Dylan Rowe Is On A Roll
This Fall, Rowe started his Masters in Prof. Robert Reisz Lab, an important step in fulfilling his lifelong dream of becoming a paleontologist. Just before starting his graduated studies, the UTM Biology alumnus won the prestigious Pynn Family Paleontology Award, for having achieved high academic standing in his undergrad studies and for his interest in the field of paleontology.
Next, Rowe first authored the paper Multiple tooth-rowed parareptile from the early Permian of Oklahoma published by Frontiers in Earth Sciences. Granted, the paper was mostly written in undergrad.

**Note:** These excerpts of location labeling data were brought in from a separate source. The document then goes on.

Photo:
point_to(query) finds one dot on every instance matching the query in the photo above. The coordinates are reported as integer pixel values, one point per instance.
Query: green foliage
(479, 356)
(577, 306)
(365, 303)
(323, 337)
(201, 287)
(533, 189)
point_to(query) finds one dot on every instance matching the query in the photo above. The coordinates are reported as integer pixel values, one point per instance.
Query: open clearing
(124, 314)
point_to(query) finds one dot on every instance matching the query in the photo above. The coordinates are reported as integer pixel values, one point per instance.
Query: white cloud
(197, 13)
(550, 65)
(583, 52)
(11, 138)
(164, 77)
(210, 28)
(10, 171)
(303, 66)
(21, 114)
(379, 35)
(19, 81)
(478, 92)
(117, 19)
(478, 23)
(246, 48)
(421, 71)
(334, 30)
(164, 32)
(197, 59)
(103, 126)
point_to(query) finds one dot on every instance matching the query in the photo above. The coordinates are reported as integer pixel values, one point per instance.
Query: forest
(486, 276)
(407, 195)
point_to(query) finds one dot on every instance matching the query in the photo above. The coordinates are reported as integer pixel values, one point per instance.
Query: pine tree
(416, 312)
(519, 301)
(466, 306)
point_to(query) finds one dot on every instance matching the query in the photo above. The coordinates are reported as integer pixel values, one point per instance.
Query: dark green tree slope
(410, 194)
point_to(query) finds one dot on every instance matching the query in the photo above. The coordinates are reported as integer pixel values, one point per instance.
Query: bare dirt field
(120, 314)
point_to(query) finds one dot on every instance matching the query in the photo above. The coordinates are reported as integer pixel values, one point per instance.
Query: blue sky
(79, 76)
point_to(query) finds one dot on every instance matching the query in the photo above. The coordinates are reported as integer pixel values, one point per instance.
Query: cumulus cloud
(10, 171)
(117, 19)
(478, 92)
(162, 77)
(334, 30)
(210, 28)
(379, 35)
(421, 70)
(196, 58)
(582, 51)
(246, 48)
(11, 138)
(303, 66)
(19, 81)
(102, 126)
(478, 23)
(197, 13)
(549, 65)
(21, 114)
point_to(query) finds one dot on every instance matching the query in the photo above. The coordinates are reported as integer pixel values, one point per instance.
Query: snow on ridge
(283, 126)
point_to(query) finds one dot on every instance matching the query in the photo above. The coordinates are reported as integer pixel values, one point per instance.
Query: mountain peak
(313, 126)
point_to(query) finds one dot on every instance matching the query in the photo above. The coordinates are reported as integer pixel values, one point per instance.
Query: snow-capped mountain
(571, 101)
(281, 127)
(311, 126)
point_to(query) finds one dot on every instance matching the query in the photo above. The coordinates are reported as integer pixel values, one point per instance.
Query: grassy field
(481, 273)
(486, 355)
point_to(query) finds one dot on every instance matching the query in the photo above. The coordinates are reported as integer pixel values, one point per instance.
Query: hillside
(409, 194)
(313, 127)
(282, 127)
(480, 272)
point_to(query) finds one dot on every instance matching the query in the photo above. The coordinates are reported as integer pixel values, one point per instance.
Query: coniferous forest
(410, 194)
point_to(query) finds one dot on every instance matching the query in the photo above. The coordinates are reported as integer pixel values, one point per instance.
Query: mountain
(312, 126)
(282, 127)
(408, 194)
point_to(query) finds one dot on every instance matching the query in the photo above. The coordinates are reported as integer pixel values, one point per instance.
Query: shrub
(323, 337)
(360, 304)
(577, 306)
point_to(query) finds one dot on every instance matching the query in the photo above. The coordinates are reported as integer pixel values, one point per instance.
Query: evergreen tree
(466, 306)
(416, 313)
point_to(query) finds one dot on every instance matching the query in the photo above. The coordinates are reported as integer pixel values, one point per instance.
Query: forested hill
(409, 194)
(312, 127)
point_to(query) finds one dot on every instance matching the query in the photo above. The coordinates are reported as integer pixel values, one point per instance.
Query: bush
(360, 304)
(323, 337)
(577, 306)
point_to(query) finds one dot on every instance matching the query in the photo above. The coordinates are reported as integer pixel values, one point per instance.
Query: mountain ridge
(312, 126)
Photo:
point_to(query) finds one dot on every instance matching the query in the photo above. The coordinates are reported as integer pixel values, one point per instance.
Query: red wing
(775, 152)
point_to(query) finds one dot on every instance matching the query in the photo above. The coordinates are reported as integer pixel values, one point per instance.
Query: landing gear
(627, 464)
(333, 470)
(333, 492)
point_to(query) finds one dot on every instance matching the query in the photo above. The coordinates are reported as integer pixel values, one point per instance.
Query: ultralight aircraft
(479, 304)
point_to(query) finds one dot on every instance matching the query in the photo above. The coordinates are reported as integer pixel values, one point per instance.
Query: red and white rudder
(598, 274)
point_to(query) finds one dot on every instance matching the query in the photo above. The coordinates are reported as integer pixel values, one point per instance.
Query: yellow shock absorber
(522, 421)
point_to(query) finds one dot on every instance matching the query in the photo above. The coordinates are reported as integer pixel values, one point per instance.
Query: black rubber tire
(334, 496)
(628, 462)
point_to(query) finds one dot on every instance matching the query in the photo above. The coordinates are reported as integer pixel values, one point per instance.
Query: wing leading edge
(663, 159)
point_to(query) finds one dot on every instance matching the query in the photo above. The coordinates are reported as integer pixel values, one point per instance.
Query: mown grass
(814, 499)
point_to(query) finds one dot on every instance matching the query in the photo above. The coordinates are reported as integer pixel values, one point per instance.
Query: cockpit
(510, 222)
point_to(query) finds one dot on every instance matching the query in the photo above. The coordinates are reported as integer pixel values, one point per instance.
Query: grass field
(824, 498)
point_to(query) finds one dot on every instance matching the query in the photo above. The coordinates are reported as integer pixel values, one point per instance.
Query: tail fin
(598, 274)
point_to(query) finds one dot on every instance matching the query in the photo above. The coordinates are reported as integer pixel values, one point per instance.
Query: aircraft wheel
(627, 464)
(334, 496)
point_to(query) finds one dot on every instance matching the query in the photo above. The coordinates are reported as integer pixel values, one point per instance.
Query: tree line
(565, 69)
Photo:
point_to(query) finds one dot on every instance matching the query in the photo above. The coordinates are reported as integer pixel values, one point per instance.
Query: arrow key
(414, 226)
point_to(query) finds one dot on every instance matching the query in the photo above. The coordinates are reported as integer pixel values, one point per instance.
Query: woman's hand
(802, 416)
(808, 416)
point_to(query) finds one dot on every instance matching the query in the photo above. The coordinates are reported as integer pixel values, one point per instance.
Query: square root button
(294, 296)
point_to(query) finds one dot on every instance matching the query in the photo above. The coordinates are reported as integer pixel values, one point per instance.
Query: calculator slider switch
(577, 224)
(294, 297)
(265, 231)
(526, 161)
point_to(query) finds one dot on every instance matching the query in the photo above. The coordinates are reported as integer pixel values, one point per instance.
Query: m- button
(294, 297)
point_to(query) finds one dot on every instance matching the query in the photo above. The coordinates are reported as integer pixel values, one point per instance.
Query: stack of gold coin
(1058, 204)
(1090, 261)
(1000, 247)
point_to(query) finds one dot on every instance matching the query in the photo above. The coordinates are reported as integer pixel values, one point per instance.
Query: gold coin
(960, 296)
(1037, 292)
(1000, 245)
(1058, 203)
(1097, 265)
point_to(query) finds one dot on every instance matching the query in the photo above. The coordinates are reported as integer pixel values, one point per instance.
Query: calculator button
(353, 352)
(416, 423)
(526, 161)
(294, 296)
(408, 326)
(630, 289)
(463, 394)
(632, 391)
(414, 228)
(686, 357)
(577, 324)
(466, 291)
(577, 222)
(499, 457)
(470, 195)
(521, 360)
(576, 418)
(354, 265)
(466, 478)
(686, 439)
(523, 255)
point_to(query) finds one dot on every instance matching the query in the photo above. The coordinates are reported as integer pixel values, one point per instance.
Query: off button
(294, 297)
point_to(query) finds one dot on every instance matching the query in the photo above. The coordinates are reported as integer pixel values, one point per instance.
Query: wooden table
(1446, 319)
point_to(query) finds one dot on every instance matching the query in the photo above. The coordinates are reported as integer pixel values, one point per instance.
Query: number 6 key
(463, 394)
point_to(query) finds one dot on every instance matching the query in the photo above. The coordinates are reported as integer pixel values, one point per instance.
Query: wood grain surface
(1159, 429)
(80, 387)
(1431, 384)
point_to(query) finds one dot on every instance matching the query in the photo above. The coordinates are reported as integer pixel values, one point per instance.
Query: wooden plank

"This paper describes a new species of primitive amniote known as a parareptile, originating from a fossil-rich area within Oklahoma. Computer tomography (CT) was used to scan the specimen and enable thorough, nonharmful analysis of both internal and external anatomy. The scan of this tiny insectivore was then segmented into a three-dimensional model allowing for detailed description. Delorhynchus multidentatus differs significantly from others of its kind in that it possesses two rows of teeth, a feature almost unseen in parareptiles as a whole. This lizardlike amniote is compared to both to its closest relatives, and to modern reptiles with similar patterns of dentition." wrote Rowe.
This is just the beginning:
"My current research focuses on several CT-scanned specimens of the insectivorous parareptile Delorhynchus, which was originally described based on a small fragment of upper jaw. Previously, the specimens that I am working with had only been described based on external anatomy, but with the use of CT scanning and segmentation, a comprehensive and detailed analysis of internal anatomy can be conducted. My goal is to fully visualize each specimen, provide thorough descriptions and potentially improve the taxonomic and phylogenetic definition of this stem amniote."
We are looking forward to see what's next on Dylan Rowe's graduate studies journey, here, in the Department of Biology at University of Toronto Mississauga.